Feb. 14th, 2005

fox: little cartoon self (doll)
My feelings about Valentine's Day can really be summarized in three words:

It's a sham.

Full disclosure:  yes, I'm single, and yes, I'm not bananas about that fact.  But here's the thing:  I haven't always been single on Valentine's Day -- and I've pretty much always thought it was dumb.

I'm all in favor of love -- don't get me wrong.  And of demonstrating love to the beloved object, and of publicly acknowledging status as beloved of one another.  I've got nothing against the ideals encapsulated in the essay I followed a link to the other day.  "I like that [he] reaches for my hand as soon as we get out of the car and keeps it firmly in his grasp everywhere we go, and I like that he sends flowers to my workplace, and I really like the fact that he doesn't ask me to walk several steps behind him in public", the writer says.  Yes!  Great.  All things to like.  "And I like Valentine's Day," she goes on, "when people publicly acknowledge their relationships" -- and I screech to a halt.

Because the idea that there is one day a year for public acknowledgement of relationships bothers me almost to the point of offense.  Almost, but not quite, because I know that nobody is actually suggesting that it is only Valentine's Day when such things are appropriate -- but if it's not, then why single out a day for it?  (See also Christmas and the spirit of charity for those less fortunate.  If I were a soup kitchen, I'd point out that people aren't any more homeless just because it's December, you know what I mean?)  Put another way, it's not that it bothers me, as a Single Person, Woe, to see people sending flowers or singing telegrams or cards or boxes of candy or whatever.  I think doing nice things for the person you love is fantastic.  I just really don't like the idea that a dozen roses on February 14 is somehow more romantic than a dozen roses on any other day of the year, or the related idea that any attached person (usually a man) who fails to produce cargo on 14 February has done his girlfriend wrong.  I don't, in short, like the manufactured sentimentality of the day.

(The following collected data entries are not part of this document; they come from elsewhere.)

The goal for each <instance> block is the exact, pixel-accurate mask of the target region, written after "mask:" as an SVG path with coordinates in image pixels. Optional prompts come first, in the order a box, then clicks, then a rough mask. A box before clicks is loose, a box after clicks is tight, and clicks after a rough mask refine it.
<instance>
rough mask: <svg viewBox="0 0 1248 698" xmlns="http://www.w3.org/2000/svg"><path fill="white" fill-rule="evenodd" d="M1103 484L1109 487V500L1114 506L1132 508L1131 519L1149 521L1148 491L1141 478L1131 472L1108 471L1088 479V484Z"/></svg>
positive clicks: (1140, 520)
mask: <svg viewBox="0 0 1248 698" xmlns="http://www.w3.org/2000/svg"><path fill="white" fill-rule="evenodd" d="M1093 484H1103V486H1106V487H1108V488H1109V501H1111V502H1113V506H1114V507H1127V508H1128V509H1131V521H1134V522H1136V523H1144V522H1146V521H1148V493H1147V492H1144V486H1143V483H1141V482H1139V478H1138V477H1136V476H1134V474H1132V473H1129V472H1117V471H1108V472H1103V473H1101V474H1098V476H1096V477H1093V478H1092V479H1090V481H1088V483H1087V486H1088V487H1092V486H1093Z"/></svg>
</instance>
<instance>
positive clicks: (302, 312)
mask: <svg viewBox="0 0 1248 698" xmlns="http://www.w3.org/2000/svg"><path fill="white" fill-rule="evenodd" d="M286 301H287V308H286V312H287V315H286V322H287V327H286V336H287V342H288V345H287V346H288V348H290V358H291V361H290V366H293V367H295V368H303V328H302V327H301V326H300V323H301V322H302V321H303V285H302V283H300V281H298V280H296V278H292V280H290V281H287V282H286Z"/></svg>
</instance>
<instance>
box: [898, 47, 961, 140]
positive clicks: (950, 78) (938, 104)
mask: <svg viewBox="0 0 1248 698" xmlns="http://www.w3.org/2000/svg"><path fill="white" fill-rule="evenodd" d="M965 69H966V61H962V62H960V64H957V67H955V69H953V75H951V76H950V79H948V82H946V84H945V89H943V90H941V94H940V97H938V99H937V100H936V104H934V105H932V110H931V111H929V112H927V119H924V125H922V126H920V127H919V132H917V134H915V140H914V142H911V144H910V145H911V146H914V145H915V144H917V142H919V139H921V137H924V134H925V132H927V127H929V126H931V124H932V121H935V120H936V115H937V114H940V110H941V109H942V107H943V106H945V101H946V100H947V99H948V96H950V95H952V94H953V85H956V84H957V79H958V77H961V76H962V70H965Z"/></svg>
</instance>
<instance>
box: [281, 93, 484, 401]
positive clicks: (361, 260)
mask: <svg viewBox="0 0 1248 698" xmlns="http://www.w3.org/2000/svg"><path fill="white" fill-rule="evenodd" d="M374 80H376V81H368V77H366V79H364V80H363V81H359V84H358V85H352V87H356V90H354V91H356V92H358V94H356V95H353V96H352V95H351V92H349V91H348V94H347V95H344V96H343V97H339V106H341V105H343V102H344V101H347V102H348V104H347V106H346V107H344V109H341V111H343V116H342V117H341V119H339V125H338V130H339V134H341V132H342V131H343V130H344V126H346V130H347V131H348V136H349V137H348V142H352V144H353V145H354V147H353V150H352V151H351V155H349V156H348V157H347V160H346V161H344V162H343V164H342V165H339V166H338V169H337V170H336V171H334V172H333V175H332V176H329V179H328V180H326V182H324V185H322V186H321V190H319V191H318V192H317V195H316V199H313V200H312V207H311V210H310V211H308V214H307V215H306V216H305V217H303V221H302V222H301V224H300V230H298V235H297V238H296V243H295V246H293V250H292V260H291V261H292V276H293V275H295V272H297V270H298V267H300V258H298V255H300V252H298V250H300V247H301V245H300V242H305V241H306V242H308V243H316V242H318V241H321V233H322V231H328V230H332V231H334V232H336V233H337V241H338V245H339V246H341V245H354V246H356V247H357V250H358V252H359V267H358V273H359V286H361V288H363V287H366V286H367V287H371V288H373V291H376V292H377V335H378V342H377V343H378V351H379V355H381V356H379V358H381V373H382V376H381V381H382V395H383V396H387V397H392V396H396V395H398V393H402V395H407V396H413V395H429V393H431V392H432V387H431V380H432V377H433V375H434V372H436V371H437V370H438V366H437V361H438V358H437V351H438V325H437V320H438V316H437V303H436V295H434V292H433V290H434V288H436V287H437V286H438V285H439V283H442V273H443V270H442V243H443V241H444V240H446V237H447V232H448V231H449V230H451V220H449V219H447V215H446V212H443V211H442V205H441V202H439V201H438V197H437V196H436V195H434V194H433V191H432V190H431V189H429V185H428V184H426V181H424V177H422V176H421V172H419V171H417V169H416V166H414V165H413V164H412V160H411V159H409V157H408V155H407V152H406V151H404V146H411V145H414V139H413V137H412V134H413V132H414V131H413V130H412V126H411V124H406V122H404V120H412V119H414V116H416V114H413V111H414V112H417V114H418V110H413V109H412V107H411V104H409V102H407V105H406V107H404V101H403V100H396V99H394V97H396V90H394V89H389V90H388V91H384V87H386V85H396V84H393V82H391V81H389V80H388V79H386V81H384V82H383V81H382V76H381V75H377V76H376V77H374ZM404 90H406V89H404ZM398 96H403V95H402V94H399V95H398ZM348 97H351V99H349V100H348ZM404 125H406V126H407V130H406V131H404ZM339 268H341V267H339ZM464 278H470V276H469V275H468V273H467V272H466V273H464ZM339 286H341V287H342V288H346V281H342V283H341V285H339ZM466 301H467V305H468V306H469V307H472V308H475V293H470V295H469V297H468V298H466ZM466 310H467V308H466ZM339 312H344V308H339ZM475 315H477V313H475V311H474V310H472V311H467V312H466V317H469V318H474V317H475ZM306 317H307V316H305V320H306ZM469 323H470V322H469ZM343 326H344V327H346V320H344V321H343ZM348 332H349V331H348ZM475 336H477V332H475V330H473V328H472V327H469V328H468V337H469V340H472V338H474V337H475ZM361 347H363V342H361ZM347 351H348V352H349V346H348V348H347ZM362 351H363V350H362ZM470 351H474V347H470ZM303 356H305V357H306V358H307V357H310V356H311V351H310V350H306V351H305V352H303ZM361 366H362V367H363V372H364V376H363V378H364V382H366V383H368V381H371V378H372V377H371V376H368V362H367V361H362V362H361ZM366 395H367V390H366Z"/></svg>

None of this is to say that I believe people who choose to dress in red and patronize the florists and jewelers and stationers and confectioners and restaurateurs on Valentine's Day shouldn't do so.  They should do so whenever they want, has been my point, and if 14 February is when they want, more power to them.  I just wish it could all be spread out, that people would choose to commemorate things that had actual meaning to them, rather than buying into this thing because they feel like they're supposed to.  When someone sends me flowers, I prefer him to be motivated by something more related to me and to him than the fact that a calendar told him he should.